Personal information
- Born: 22 April 1999 (age 27) Suzano, Brazil

Honours
Women's sitting volleyball
Representing Brazil
Paralympic Games
| Bronze medal – third place | 2016 Rio | Team competition |
| Bronze medal – third place | 2020 Tokyo | Team competition |
World Championship
| Gold medal – first place | 2022 Sarajevo | Team |
Para-badminton
Representing Brazil
Parapan American Games
| Gold medal – first place | 2023 Santiago | Mixed doubles SL3–SU5 |
| Silver medal – second place | 2023 Santiago | Women's singles SL4 |

= Edwarda Dias =

Brazilian paralympic sitting volleyball player (born 1999)

Edwarda de Oliveira Dias (born 22 April 1999) is a Brazilian Paralympic volleyball player. She won the bronze medal playing for the Brazilian Women's National Team in sitting volleyball at the 2016 Summer Paralympics in Rio de Janeiro. This was the first medal for Brazil in sitting volleyball at the Paralympics.

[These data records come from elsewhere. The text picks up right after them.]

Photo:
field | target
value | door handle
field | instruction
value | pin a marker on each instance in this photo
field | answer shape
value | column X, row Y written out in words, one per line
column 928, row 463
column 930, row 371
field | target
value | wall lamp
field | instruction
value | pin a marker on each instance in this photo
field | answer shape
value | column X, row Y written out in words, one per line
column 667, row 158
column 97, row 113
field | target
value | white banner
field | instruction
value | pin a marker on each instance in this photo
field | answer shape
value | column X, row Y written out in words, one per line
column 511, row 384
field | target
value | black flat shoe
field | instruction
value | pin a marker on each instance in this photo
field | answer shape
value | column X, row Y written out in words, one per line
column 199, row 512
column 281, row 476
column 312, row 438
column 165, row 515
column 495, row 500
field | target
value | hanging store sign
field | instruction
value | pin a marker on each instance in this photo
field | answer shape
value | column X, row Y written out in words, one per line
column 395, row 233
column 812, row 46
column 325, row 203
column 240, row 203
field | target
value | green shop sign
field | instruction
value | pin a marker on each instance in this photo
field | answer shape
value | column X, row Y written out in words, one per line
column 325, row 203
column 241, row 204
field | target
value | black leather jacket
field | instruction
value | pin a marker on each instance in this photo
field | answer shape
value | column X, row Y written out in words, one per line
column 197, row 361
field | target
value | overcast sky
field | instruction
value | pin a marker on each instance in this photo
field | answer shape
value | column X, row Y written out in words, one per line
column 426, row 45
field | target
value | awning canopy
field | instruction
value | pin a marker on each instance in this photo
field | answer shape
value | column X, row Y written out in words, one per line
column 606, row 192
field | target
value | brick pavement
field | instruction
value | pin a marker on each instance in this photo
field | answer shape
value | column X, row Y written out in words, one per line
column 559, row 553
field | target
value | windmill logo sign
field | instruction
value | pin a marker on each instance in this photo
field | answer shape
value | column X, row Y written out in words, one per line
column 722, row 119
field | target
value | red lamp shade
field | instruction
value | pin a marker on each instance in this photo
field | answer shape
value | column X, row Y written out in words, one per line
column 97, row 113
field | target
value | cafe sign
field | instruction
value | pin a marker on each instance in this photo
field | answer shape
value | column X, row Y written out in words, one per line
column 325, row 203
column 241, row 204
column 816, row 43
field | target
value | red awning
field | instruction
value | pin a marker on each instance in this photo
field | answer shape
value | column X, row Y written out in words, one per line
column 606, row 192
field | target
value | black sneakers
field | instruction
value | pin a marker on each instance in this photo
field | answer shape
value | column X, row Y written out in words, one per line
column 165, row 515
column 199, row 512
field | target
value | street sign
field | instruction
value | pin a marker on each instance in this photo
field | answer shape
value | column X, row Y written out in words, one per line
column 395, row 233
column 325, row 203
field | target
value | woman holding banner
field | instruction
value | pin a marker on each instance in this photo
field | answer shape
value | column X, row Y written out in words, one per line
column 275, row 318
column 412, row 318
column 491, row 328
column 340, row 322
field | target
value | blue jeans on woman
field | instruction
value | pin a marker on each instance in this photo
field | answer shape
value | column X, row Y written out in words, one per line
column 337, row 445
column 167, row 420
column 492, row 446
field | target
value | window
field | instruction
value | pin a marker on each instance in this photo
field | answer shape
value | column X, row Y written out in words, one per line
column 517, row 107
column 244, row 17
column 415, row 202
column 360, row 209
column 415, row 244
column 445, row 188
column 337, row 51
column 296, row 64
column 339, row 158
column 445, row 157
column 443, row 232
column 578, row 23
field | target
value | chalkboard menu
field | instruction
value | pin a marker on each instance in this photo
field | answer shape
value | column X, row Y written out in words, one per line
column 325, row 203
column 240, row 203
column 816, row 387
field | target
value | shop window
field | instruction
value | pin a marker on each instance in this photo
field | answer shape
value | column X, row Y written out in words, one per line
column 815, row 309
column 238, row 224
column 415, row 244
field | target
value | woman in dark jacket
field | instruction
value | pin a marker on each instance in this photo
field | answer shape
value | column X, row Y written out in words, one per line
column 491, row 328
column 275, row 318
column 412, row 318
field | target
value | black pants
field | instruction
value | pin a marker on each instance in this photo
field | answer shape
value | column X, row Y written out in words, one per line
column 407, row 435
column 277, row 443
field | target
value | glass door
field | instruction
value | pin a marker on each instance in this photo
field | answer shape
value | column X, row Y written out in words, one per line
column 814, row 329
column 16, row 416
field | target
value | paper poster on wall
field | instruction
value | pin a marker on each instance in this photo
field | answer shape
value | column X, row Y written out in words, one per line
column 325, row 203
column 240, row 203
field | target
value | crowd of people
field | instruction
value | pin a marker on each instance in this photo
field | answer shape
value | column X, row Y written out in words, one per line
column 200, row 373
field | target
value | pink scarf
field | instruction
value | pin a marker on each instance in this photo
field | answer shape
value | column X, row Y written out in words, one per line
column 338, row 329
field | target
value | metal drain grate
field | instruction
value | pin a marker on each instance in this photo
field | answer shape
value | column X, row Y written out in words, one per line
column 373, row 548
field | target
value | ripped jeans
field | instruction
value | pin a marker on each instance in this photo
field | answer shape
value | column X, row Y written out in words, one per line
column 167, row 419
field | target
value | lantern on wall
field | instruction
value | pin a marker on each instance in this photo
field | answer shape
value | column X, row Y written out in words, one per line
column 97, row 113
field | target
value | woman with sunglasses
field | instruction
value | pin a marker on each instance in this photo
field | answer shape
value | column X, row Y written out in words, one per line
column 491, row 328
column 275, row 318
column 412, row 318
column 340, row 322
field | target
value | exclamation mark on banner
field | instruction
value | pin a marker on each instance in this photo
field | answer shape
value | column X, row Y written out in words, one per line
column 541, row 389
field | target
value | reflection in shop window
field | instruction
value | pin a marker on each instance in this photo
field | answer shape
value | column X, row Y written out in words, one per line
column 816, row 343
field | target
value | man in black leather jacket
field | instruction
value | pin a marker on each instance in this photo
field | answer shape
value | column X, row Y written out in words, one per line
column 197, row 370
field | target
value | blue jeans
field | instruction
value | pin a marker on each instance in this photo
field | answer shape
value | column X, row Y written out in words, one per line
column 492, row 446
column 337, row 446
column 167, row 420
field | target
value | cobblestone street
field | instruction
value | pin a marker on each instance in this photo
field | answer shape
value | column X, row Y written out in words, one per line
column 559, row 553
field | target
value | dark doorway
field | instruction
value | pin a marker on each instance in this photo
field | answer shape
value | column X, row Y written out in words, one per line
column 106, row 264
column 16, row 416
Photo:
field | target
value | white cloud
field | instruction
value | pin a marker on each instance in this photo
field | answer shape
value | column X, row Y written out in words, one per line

Dias represented Brazil at the 2020 Paralympics in Tokyo, playing as a striker, setter, central, midfielder, and winger in the national sitting volleyball team. At the Tokyo 2020 Paralympic Games, the Brazilian Women's National Team in sitting volleyball, where Dias was one of the key players, won the bronze medal again, following their win over Canada 3–1 at Makuhari Messe Hall.

In February 2022, Dias, along with other members of the Brazilian women's sitting volleyball team, trained at the Paralympic Training Center in São Paulo to prepare for the Paris 2024 cycle.